Submitting:

  • All homeworks should be turned in electronically to myCourses.
  • Paper submissions may be scanned in if legible.
  • If you take a photo of your paper solution, please take the photo outside or close to a bright window, for legibility.

Due dates:

  • Homeworks are due by 10pm on the due date (Thu).
  • No late submissions are accepted.
  • If there are extenuating circumstances, contact the instructor as soon as possible to make arrangements.

References:

  • If you find a resource helpful (from internet search, blog post, Stack Overflow, online courses, our lecture notes, etc), be sure to cite it. Citation format doesn’t matter, but make it easy for the TA to find the source: e.g., a clickable link.
  • Code / pseudocode should be your own work. If you find code online, understand how it works, then go write up your solution on your own.
  • The basic machine model was discussed in Lecture 1. Don’t use library functions which obviate the bulk of a question.
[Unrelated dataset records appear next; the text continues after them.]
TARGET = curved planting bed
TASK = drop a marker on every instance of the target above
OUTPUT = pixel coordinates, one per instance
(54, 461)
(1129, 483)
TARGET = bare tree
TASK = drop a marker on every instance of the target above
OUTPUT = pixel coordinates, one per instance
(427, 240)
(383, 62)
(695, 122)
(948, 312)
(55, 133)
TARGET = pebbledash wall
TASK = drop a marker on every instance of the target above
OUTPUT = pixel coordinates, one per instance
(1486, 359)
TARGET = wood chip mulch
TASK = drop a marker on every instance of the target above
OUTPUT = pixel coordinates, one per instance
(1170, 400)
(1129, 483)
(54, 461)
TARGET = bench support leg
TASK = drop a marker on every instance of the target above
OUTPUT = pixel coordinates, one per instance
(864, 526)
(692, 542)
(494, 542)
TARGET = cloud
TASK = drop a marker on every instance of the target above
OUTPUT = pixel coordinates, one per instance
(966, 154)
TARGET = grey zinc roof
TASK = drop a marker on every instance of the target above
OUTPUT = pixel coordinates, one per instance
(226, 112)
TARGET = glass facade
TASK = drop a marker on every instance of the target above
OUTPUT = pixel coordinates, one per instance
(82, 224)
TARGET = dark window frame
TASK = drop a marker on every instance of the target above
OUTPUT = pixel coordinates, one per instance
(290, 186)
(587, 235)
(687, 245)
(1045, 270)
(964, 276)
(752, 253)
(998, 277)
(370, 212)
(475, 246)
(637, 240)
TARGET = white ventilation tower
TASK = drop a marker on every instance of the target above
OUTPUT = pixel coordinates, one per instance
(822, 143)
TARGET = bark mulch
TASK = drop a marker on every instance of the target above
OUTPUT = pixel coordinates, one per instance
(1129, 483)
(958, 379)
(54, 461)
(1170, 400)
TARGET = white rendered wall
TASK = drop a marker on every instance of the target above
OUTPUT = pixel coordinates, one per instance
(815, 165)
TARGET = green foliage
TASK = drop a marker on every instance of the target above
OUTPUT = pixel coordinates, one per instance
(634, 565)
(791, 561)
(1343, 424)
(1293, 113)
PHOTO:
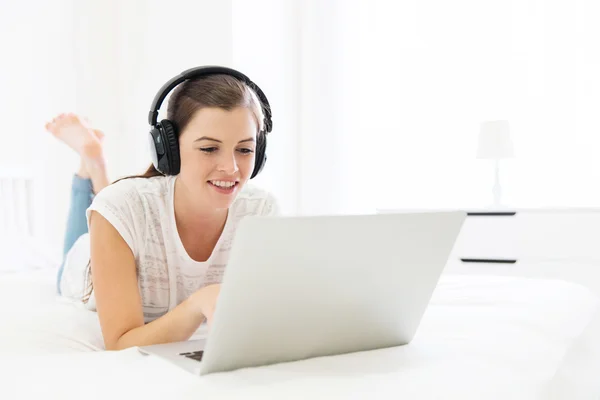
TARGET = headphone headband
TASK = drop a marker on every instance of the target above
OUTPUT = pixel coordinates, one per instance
(202, 71)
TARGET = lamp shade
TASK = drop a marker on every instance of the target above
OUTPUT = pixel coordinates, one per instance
(494, 140)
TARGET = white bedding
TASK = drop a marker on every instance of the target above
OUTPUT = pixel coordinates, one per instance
(481, 338)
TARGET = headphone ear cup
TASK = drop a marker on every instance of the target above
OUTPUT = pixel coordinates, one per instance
(171, 143)
(261, 154)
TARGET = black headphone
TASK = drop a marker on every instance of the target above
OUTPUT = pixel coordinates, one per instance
(164, 143)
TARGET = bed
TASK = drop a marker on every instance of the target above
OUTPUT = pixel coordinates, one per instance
(482, 337)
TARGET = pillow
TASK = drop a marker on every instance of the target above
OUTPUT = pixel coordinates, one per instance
(20, 252)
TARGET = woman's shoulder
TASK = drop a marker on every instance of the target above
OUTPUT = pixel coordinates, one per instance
(135, 188)
(254, 200)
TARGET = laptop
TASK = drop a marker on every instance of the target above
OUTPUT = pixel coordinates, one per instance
(312, 286)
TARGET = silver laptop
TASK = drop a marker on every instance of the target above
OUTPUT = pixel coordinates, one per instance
(303, 287)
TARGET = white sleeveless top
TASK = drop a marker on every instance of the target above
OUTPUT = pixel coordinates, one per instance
(142, 211)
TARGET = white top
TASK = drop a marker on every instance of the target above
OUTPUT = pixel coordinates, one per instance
(142, 211)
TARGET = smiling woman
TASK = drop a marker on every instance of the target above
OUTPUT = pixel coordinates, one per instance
(159, 243)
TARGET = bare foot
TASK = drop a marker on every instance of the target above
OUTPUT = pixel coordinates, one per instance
(74, 132)
(87, 142)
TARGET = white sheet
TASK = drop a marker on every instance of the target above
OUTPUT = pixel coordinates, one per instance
(481, 338)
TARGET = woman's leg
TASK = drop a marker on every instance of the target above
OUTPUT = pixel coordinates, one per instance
(90, 178)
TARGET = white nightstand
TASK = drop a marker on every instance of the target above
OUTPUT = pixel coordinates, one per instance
(549, 243)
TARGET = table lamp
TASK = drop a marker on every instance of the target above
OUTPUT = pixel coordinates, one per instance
(495, 144)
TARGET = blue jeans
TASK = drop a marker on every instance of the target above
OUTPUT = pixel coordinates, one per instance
(82, 195)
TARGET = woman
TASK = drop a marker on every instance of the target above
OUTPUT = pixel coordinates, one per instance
(158, 244)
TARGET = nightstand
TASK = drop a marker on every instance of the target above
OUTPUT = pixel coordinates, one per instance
(560, 243)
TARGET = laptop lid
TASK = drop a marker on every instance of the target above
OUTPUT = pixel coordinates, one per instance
(303, 287)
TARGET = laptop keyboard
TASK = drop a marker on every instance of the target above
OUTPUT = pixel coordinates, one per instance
(194, 355)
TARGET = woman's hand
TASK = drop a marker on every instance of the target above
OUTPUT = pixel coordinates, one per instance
(206, 301)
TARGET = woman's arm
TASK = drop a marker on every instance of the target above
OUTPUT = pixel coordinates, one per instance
(118, 300)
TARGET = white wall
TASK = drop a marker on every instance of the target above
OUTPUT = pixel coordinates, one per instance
(105, 60)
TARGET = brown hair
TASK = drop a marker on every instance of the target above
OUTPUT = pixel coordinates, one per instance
(221, 91)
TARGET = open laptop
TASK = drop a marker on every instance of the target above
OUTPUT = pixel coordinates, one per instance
(304, 287)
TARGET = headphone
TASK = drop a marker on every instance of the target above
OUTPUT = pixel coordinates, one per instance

E.g., if you’re asked to implement a sort, don’t use Python’s sorted().

Programming assignments:

  • Please submit all your code, either separately uploaded or in a ZIP (or tar) file. Up to 20 files (20MB total) may be uploaded to myCourses.
  • Make it easy for the TA to recompile and run it if needed.
  • Include a short, informal write-up describing your code. Make it easy for the TA to understand your code.
  • Include extensive test cases (valid and invalid input, simple and complex) demonstrating each aspect of your code. Document the purpose of each test case, and include a demo with actual output.
  • You are encouraged but not required to use revision control like Git and Github.

HW6 (20pts) (solutions)

  1. Consider an empty B-tree of t=2.
    • (a) (3pts) Demonstrate insertion of the following character keys in order:
      D H T L S M V X K Z Q
    • (b) (1pt) How many splits were needed in part (a)?
    • (c) (1pt) Show the tree after deleting M.
  2. (2pts) Derive the maximum number of keys that can be stored in a B-tree (including internal nodes, not a B+-tree), in terms of t and the height h. Show your work.
  3. In the Linux BTRFS filesystem (default configuration), each node is 4KB = 4096 bytes (the block size). Each key takes 20 bytes, and each pointer to a child node is 8 bytes.
    • (a) (1pt) What is the largest value of t for a B-tree with such nodes? (In reality, the header also takes up some space, but you can ignore that.)
    • (b) (1pt) A 3-bit field tracks the height of each node, which means the B-tree can have at most 8 levels. Approximately how many keys can be stored in such a B-tree?
    • (c) (1pt) Compute the maximum number of key comparisons that need to be done in order to find a key in such a B-tree. How many disk accesses (fetching nodes/blocks from disk)?
  4. Programming Project: Implement a B-tree for integer keys. Use pre-emptive split/merge as described in lecture. You may limit yourself to t ≤ 10 if it makes things easier. The policies stated above for programming assignments apply. Your code should have:
    • (a) (2pts) Class definitions and constructors for a single node and for the tree as a whole. t should be a parameter the user can set when instantiating the tree.
    • (b) (3pts) insert( key ): the return value should be the number of disk accesses needed (excluding the root node). If the key already exists, don’t modify the tree.
    • (c) (1pt) size(): return the number of keys currently stored in the tree.
    • (d) (3pts) Pre-order and in-order tree traversals to print out the tree. (In-order traversal should print the keys in order.) You may use these to verify insertion works correctly.
    • (e) (2pts) Extra credit (optional): delete( key ), returning the number of disk accesses. Handle non-existent key gracefully.